I didn’t need to register, as I had apparently done so already, by creating something called a Government Gateway account when filing my tax return. I didn’t need to send them a photograph, as they still had my old one on file. I didn’t need to prove my address, as they had the electoral roll. I didn’t need to send them proof of identity, as they could look up my passport, just from the number. Seriously. Twenty minutes.
[From Shared Opinions | The Spectator]
He mentions this to support the idea that there’s no point being against a identity card because, in essence, we already have one. But this is wrong: this is an argument in favour of an effective national identity register (which I am in favour of too) not an argument in favour of an effective national identity card which, had it existed and been designed properly, would have been used to authenticate Mr. Rifkind in this transaction. His experience illustrates precisely why the government should focus on the issuing of national identity numbers and not on storing data — any data — in the register.
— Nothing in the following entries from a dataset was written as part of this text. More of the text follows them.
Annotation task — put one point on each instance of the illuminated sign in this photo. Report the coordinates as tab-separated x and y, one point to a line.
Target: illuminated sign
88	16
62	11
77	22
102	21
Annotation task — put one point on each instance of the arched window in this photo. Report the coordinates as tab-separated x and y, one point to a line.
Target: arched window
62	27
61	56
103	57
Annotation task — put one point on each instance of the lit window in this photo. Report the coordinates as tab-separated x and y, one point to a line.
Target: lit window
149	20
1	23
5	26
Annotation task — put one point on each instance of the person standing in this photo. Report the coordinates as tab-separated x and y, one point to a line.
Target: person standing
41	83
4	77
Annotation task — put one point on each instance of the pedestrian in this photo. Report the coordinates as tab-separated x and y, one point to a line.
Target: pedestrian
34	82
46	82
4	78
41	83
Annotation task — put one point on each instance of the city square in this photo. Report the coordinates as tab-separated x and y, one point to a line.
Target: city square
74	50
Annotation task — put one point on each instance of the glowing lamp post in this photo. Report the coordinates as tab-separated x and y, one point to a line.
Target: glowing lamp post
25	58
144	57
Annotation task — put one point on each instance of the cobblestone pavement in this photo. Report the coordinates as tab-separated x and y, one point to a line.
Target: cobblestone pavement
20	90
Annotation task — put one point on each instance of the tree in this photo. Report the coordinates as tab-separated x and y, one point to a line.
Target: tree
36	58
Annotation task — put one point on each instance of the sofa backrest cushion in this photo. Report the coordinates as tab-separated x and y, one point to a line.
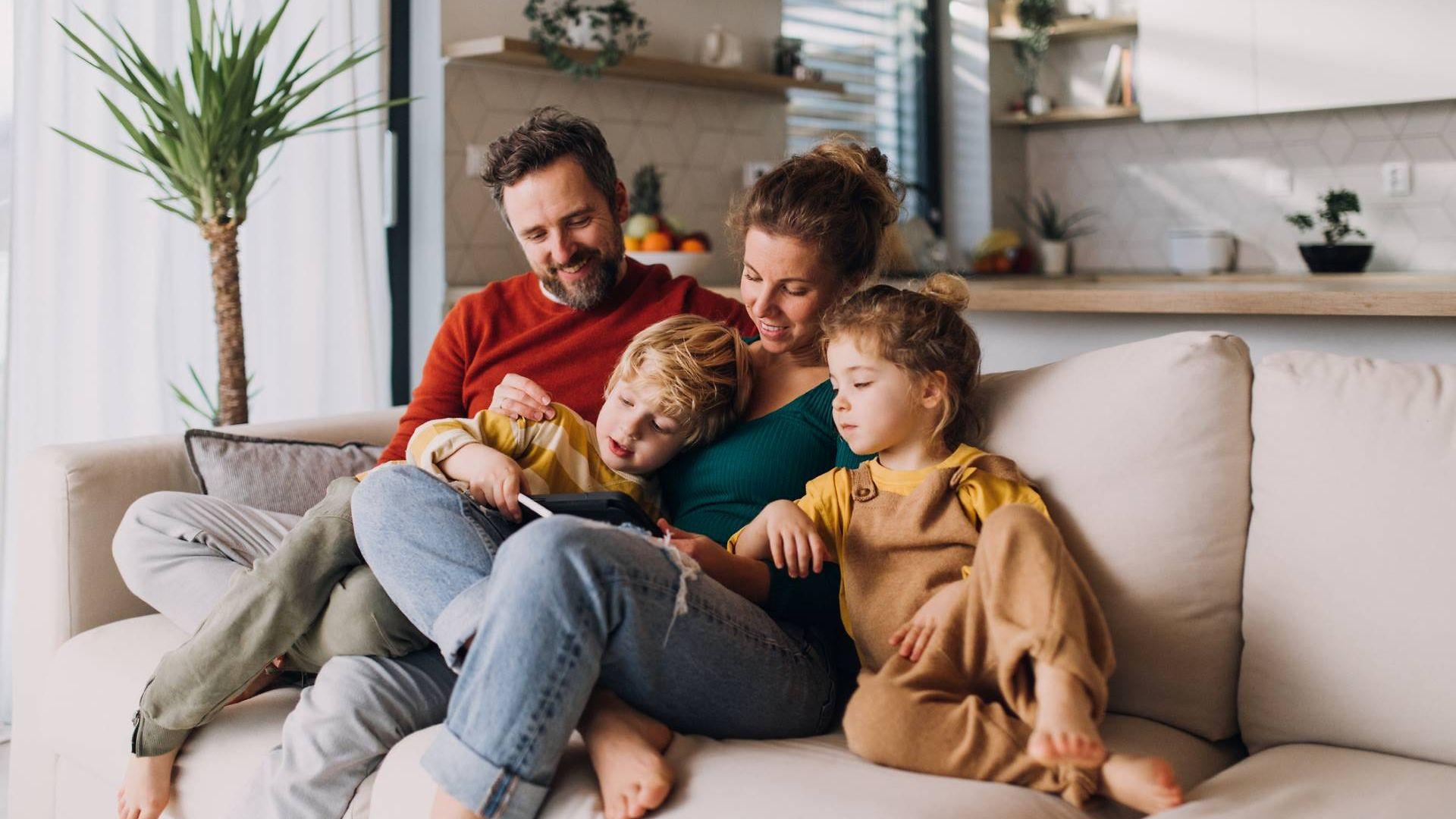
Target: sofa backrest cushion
1350	583
1142	453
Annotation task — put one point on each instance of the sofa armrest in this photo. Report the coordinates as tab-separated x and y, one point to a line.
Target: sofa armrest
72	497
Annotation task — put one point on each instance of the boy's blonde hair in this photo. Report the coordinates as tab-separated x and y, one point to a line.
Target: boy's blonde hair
701	369
921	333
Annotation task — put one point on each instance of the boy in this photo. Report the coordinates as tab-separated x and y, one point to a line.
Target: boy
680	382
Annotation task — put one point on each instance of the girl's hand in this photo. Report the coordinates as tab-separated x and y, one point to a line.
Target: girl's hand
794	541
935	613
492	477
519	397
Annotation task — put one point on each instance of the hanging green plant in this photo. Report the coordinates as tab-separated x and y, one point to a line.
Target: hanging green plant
613	30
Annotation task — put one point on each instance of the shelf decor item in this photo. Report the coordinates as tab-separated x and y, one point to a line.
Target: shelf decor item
1053	231
1334	256
613	30
201	134
1037	18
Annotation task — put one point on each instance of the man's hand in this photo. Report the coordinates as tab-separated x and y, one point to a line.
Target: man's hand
519	397
934	614
794	541
492	477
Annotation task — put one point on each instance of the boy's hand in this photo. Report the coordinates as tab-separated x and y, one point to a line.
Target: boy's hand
492	477
519	397
794	541
935	613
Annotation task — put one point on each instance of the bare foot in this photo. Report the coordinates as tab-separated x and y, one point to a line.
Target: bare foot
264	681
1145	783
1065	730
626	751
447	808
147	787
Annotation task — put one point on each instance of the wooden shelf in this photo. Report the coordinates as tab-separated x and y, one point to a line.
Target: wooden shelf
1071	115
1269	295
1075	27
523	53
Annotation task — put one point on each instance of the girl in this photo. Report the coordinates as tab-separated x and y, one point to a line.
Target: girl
983	651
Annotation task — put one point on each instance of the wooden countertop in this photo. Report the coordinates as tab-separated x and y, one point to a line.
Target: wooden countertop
1288	295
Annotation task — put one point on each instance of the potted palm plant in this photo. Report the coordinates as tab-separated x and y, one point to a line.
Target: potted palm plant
1053	229
201	136
1334	256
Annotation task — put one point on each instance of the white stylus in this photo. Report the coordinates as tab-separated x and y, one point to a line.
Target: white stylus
535	506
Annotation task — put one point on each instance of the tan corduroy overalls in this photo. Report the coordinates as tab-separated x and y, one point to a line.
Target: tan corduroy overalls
967	707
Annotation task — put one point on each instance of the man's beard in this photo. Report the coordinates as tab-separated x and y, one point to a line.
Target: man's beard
590	290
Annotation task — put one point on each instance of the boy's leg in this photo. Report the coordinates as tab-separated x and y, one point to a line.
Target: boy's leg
262	614
934	716
180	551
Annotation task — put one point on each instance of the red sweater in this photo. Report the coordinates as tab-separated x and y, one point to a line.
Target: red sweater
511	327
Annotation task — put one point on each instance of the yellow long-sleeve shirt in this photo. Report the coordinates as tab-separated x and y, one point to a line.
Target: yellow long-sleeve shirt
829	499
557	455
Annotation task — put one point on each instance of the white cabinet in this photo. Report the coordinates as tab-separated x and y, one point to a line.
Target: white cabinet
1196	58
1343	53
1232	57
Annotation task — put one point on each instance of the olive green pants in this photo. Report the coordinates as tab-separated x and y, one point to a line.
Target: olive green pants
309	601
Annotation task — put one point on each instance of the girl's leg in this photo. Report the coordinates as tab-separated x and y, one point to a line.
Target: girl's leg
573	602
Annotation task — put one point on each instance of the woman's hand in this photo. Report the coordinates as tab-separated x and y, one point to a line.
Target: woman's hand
492	477
935	613
794	541
519	397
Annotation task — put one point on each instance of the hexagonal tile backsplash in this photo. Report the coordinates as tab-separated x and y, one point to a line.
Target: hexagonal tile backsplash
1147	178
698	137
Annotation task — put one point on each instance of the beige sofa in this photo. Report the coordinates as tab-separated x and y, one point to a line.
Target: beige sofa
1274	548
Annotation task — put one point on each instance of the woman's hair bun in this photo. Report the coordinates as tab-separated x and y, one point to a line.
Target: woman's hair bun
948	289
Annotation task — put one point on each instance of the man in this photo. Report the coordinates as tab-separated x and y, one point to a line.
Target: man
564	324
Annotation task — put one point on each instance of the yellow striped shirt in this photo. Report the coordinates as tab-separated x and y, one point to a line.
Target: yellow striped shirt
557	455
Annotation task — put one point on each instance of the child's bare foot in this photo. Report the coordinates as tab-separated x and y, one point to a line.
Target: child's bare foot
1065	730
147	787
264	681
626	751
447	808
1145	783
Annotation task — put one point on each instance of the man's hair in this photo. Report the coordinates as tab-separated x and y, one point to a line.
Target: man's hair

Adding a national identity number to the DVLA database makes sense: adding the DVLA number to the register doesn’t deliver anything beyond what is already place and makes the system potentially more vulnerable. What should happen is this: Mr. Rifkind logs in to the government gateway — initially using usernames and passwords but using 2FA once the cards have been rolled out in the future — and from then on seamlessly moves around government departments and gets stuff done using standard federated identity products. No spending half an hour searching for the piece of paper that you haven’t seen since last year that has your government gateway log in details on it, as I did when sorting out my tax last month (unluckily just before the whole system crashed).